用正则表达式解析网页源代码

I can't seem to figure out the regular expression I need in order to parse the following.

<div id="MustBeInThisId">
   <div class="ValueFromThisClass">
      The Value I need
   </div>
</div>

As you can see I have a wrapping div with an id. That div contain multiple other divs but only one of those divs I need the value from.

If you are trying to extract some data from an HTML document, you should not use regular expressions.

Instead, you should use a DOM Parser : those are made exactly for that.


In PHP, you would use the DOMDocument class, and its DOMDocument::loadHTML() method, to load the HTML content.


Then, you can work with methods such as :

You can even work with DOMXpath to execute XPath queries on your HTML content -- which will allow you to search for pretty much anything in it.


In your case, I suppose that something like this should do the trick.

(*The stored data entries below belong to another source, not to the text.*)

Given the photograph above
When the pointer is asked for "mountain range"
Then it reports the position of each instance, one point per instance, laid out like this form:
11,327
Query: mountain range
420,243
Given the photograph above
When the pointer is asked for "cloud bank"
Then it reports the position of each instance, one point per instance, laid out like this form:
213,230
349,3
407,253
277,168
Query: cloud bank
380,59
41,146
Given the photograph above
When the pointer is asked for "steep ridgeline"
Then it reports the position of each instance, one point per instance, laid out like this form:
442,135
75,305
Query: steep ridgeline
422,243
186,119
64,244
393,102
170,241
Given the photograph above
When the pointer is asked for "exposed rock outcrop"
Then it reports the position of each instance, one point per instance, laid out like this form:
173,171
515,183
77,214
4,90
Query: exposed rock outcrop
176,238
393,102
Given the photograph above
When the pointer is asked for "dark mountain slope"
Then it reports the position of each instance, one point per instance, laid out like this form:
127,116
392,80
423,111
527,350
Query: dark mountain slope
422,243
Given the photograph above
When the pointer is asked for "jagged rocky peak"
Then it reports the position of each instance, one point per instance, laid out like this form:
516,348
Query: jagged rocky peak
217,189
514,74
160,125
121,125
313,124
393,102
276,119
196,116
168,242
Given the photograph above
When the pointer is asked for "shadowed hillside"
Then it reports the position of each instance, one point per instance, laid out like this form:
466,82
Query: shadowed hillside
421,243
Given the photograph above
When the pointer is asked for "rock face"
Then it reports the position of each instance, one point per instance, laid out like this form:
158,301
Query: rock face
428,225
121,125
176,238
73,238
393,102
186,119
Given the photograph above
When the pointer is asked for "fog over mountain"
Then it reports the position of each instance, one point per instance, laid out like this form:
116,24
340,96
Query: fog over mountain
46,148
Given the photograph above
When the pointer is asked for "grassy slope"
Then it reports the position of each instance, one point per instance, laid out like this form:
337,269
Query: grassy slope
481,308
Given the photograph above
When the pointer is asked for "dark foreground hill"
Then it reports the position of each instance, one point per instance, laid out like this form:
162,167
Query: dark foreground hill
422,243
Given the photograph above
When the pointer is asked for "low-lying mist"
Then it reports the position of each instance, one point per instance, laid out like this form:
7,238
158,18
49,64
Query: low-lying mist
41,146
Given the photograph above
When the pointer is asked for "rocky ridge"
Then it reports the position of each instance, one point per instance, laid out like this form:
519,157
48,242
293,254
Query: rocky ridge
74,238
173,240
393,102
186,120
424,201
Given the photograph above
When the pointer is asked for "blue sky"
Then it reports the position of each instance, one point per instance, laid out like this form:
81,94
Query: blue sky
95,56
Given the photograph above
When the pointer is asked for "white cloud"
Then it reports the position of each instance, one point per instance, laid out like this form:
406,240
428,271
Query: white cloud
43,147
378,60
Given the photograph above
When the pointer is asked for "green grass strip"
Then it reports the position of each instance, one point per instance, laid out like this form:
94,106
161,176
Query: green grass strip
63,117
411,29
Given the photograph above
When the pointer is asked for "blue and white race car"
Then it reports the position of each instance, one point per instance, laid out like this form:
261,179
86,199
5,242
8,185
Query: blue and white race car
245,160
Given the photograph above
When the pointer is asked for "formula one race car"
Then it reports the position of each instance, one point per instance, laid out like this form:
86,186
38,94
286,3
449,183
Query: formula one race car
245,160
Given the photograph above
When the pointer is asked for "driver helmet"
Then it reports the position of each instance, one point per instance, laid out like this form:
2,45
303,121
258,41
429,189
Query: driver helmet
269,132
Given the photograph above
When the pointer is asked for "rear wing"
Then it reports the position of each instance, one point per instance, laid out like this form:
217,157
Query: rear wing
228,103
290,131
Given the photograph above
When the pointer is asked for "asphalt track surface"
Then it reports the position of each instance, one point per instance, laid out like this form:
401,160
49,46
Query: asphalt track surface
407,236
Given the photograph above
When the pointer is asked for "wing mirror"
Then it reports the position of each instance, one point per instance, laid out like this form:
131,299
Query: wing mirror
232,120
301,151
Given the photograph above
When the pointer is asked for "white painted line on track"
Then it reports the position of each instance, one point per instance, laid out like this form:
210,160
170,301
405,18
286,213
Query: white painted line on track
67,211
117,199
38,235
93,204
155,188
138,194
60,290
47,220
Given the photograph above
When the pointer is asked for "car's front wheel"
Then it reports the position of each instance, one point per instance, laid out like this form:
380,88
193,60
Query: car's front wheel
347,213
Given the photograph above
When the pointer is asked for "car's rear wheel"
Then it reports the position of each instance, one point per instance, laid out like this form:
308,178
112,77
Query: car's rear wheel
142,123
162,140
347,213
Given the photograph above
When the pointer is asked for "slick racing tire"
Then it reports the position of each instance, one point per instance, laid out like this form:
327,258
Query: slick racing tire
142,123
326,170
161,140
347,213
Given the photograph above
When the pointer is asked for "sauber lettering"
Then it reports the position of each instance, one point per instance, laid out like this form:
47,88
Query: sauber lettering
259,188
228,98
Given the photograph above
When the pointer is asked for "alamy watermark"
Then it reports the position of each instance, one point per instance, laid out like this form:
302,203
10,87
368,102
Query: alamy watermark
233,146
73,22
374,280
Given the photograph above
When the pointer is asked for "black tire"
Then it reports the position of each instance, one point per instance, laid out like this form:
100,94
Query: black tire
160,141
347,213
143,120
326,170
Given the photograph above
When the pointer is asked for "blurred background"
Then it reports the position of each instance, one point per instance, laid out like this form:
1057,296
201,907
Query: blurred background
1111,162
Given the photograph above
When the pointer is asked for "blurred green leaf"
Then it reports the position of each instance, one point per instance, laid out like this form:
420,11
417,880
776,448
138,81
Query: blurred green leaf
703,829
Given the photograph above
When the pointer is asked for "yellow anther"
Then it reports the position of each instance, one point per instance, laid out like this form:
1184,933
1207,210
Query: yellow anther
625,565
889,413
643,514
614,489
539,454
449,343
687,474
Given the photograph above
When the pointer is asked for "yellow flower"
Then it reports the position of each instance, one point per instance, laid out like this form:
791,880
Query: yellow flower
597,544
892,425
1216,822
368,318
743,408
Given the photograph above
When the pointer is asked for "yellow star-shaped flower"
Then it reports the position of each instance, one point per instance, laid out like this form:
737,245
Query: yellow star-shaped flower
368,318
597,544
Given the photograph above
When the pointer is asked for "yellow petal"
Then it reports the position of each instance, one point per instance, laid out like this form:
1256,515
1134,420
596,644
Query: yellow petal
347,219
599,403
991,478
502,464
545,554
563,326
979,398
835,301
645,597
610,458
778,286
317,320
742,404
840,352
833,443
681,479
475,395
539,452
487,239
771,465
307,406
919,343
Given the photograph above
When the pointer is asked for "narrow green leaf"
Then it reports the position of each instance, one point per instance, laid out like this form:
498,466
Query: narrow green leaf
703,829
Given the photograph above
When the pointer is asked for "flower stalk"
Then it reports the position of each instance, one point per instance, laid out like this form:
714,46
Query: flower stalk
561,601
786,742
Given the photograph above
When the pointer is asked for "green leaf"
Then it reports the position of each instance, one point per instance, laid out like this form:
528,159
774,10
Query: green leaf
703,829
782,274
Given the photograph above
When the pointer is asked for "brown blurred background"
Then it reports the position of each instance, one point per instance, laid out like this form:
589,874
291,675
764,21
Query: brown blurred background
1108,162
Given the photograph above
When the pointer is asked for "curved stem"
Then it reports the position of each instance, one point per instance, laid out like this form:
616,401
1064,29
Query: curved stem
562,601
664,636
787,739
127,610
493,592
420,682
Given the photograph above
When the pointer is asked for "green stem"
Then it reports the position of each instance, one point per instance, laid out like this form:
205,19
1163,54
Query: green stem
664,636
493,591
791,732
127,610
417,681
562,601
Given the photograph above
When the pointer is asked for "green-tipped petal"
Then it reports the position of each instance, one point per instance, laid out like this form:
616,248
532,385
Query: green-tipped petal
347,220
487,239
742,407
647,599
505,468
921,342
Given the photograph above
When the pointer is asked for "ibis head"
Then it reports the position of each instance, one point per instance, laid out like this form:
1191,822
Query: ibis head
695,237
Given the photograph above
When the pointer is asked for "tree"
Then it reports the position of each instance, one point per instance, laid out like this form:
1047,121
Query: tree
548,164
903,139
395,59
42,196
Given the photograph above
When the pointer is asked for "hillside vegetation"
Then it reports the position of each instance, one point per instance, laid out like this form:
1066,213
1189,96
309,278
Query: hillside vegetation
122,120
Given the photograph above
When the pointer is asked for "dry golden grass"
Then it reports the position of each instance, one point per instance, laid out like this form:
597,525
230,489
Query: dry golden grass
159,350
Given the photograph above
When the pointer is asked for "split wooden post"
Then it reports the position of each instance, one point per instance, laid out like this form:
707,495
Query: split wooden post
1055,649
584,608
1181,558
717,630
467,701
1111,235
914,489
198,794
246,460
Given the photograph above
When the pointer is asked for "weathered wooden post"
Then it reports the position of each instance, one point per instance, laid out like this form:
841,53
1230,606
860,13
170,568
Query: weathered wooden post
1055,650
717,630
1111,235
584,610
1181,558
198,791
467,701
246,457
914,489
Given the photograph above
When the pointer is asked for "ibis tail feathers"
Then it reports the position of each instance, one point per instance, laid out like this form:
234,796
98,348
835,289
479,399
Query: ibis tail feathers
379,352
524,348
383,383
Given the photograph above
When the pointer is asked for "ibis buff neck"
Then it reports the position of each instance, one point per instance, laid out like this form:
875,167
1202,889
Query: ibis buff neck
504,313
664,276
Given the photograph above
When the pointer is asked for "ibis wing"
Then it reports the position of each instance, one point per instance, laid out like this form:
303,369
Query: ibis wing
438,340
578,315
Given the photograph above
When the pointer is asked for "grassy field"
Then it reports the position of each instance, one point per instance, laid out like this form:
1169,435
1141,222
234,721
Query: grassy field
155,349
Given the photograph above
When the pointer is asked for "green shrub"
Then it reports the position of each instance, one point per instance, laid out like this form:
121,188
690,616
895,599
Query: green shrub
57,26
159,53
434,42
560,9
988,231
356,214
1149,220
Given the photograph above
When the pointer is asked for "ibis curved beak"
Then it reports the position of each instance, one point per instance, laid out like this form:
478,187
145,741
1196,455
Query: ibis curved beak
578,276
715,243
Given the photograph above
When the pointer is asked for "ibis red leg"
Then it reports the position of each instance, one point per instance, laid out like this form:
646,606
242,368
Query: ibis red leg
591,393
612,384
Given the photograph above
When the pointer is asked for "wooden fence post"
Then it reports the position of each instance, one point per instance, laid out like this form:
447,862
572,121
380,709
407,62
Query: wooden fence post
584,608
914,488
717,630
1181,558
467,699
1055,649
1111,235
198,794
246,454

First, get your HTML content into a string (or use DOMDocument::loadHTMLFile()) :

$html = <<<HTML
<p>hello</p>
<div>
    <div id="MustBeInThisId">
    <div class="ValueFromThisClass">
        The Value I need
    </div>
    </div>
<div>
HTML;

Then, load it to a DOMDocument instance :

$dom = new DOMDocument();
$dom->loadHTML($html);

Instanciate a DOMXPath object, and use it to query your DOM object :
My XPath expression might be a bit more complex than necessary... I'm not really good with those...

$xpath = new DOMXPath($dom);
$items = $xpath->query('//div[@id="MustBeInThisId"]/div[@class="ValueFromThisClass"]');

And, finally, work with the results of that query :

if ($items->length > 0) {
    var_dump( trim( $items->item(0)->nodeValue ) );
}

And here is your result :

string 'The Value I need' (length=16)

Use something like simplehtmldom - it will make your life much, much easier.

$html = str_get_html($source_code);
$tag = $html->find("#MustBeInThisId .ValueFromThisClass", 0);
$the_value_i_need = $tag->innertext;

Regex can't parse HTML since HTML isn't a regular language. You should use DOMDocument.

Then you get nice functions like getElementById :)

Or try a javascript library like JQuery. I think it's the easiest way to do vhat you want.